Both of these statements are utter nonsense.
The supporters of wind energy production say that wind turbines get more reliable as the technology improves. But the fact is that between 1977 and 1990 wind turbines had an average age of 17.6 years and a standard deviation of 3.8 years. In other words a wind turbine could operate between 6.2 years and 29 years. Between 1990 and 2000 the average age was down to 15.6 years with standard deviation of 4.2 years. In other words the operating range was between 3 years and 28.2 years.
Over the last 20 years there has been a dramatic decline in the average life of a wind turbine. Between 2000 and 2014 the average life span of an industrial wind turbine was 6.2 years.
And what of the claim that wind turbines produce a constant predictable output from year to year? A number of recent studies prove this not to be the case. One study detected a 50% reduction in capacity factor over a 6 year period. In other words, in only six years it was only as half as productive compared to when it was new. Added to this are the inevitable increases in maintenance and component replacement costs as wind turbines age. Like the gear box failure after 2 to 4 years of operation or shaft bearing beginning to wear after less than a year.
This is a long way from the 20 years claimed on the box. Talk about misleading advertising!
The Irish Wind Program is like an over heavy airplane that is perpetually low on fuel and without radar, but is continuously having to fly over an unexpected mountainous area. It might survive and fly over one dangerous mountain. But by doing so it uses up more precious fuel which means it cannot anticipate, or have the wherewithal to clear the next dangerous mountain.
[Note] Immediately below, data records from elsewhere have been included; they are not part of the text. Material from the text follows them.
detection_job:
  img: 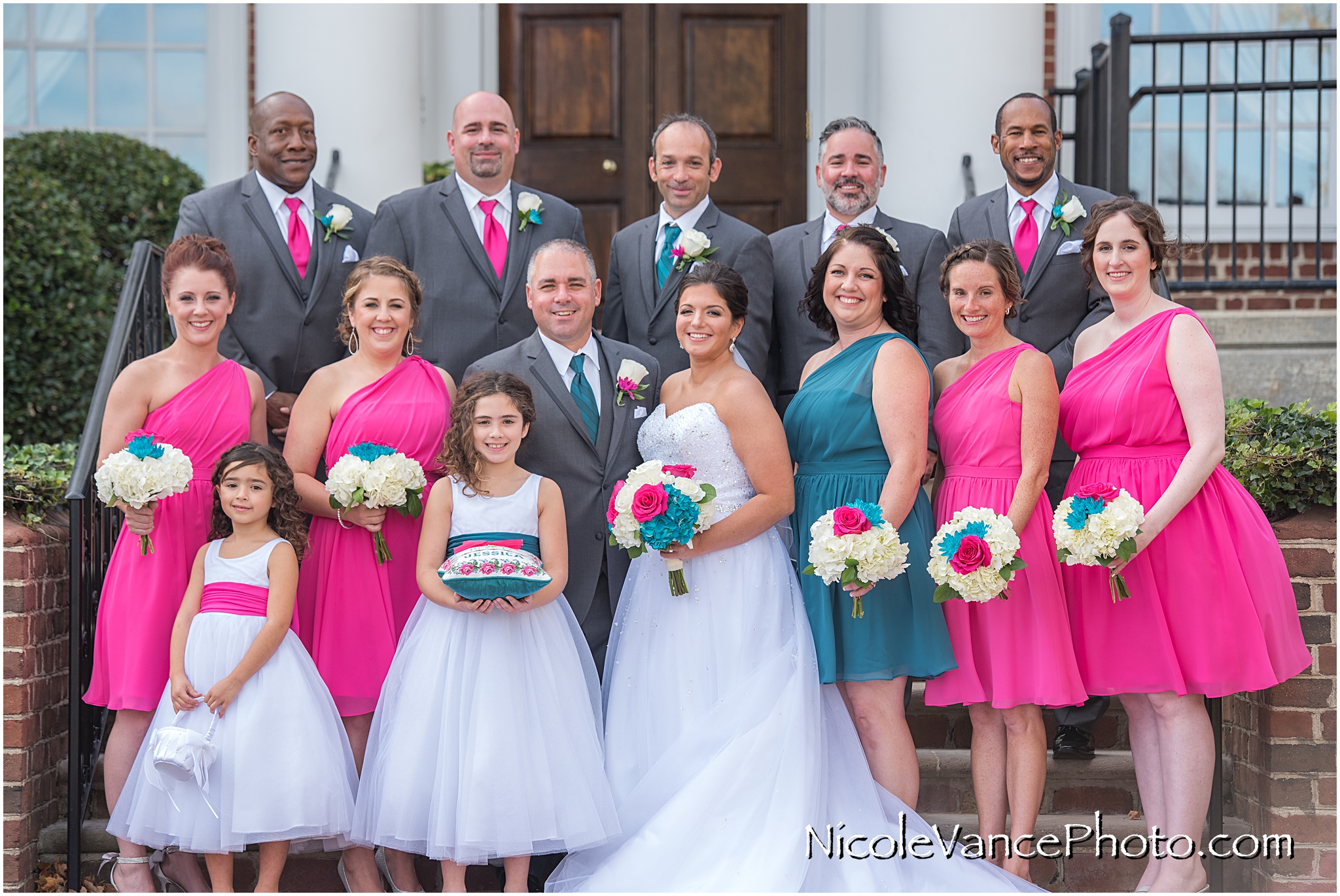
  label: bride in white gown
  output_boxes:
[546,262,1037,892]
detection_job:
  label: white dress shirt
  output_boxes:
[1005,171,1061,247]
[256,171,316,245]
[535,330,601,414]
[651,196,711,264]
[819,205,879,252]
[451,174,512,245]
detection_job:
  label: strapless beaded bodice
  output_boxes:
[638,402,757,520]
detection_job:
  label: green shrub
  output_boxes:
[4,434,79,526]
[1224,399,1336,521]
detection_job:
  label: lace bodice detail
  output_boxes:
[638,402,757,520]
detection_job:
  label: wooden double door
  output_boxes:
[499,4,809,279]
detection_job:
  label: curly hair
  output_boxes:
[436,370,535,494]
[800,224,917,343]
[335,254,423,355]
[940,240,1024,317]
[209,442,307,560]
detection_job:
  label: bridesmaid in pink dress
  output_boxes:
[83,234,266,892]
[1060,197,1312,892]
[926,240,1085,880]
[284,256,455,891]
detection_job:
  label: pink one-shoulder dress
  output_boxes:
[298,355,450,715]
[926,343,1087,708]
[1061,308,1312,697]
[83,360,252,711]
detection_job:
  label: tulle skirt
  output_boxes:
[351,596,618,864]
[107,613,358,853]
[546,530,1036,892]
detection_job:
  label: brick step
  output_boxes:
[907,681,1131,750]
[917,750,1140,817]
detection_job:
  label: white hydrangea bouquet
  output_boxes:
[92,430,192,556]
[606,460,717,596]
[326,442,427,564]
[926,508,1028,604]
[802,501,907,619]
[1052,482,1144,603]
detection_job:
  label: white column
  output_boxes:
[256,3,423,211]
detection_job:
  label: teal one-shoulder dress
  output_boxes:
[784,334,957,684]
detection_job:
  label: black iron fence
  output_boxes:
[1051,13,1336,290]
[65,240,170,891]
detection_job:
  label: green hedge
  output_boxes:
[1224,399,1336,521]
[4,131,202,443]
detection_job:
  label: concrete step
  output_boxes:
[917,750,1140,814]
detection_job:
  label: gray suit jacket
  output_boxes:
[768,211,949,414]
[174,171,372,395]
[465,332,662,632]
[601,201,772,386]
[367,177,586,383]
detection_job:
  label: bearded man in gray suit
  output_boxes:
[771,118,958,414]
[602,115,772,386]
[367,91,586,382]
[465,240,661,674]
[174,92,372,446]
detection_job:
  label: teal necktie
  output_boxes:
[657,224,679,289]
[568,355,601,445]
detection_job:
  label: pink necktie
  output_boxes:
[1014,199,1037,273]
[284,198,312,277]
[480,199,506,280]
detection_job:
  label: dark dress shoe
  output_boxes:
[1052,725,1093,759]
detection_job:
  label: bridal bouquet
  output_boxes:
[1052,482,1144,601]
[92,430,192,556]
[326,442,427,564]
[926,508,1027,604]
[800,501,907,619]
[606,460,717,596]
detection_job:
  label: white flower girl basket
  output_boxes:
[145,710,219,818]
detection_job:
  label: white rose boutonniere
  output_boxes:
[670,228,717,271]
[1049,190,1088,235]
[614,358,651,407]
[516,193,544,230]
[316,203,354,243]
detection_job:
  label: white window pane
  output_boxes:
[33,3,88,40]
[154,3,205,44]
[4,3,28,40]
[4,49,28,126]
[154,50,205,128]
[94,3,147,43]
[36,50,88,128]
[94,50,149,128]
[157,137,206,177]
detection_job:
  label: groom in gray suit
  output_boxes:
[602,115,772,385]
[367,91,586,382]
[173,92,372,446]
[465,240,661,674]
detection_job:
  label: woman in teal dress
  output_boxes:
[784,226,955,808]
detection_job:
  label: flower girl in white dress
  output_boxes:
[107,442,358,892]
[351,372,618,892]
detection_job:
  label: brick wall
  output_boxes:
[4,519,69,891]
[1225,508,1336,892]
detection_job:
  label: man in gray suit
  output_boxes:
[465,240,661,674]
[174,92,372,446]
[367,91,586,382]
[766,118,959,414]
[602,115,772,385]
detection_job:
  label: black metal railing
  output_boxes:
[1051,13,1336,290]
[65,240,170,892]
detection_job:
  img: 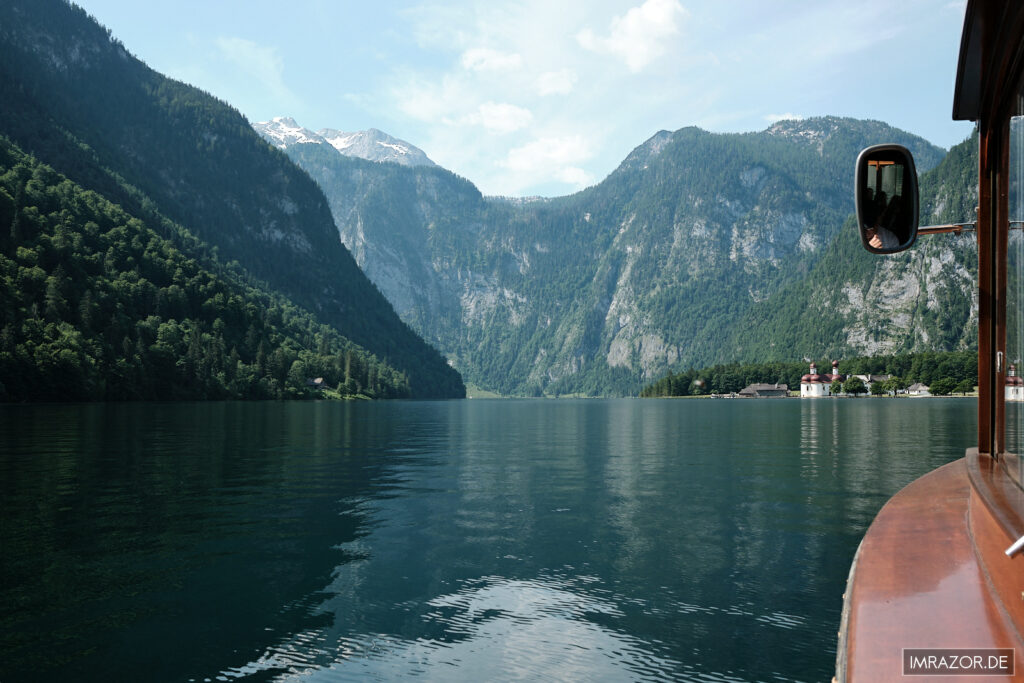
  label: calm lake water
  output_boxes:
[0,398,977,683]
This makes the wind industry extremely vulnerable to any economic hiccup, and reliant for their profit margins on the embattled consumer. This is why the wind industry is so terrified about the proposed rates increase, as it is essentially a bubble industry – utterly non-viable in an open economy.”
Thanks very much, John.
What does this mean? As I understand it, it means that in order to keep the wind industry profitable, despite its fatally flawed business plan, it will be necessary to keep on increasing the subsidies paid to the wind industry. As more wind farms are built, and as the existing wind farms become less productive and more expensive to run, the consumer will need to pay more and more to keep the wind industry afloat, causing the price of electricity to continuously rise. This is what has happened in Germany, with a consequent massive increase in the cost of living, causing many multinationals to leave, taking their jobs with them. Whilst the wind industry claims to employ over 3000 people (a debateable figure, and in any event describing low-end short-term jobs), it destroys far more jobs, not only with the aforementioned multinationals leaving the country, but also in the tourism and food industries, and of course the bloodstock / horse racing industry.
Finally, when even the constant propping up of the system by the embattled electricity customer is no longer enough to return a handsome profit, the wind industry will turn tail and flee our shores, leaving these huge monstrosities to rust and forever ruin the skyline.
And such is the business plan of the wind industry.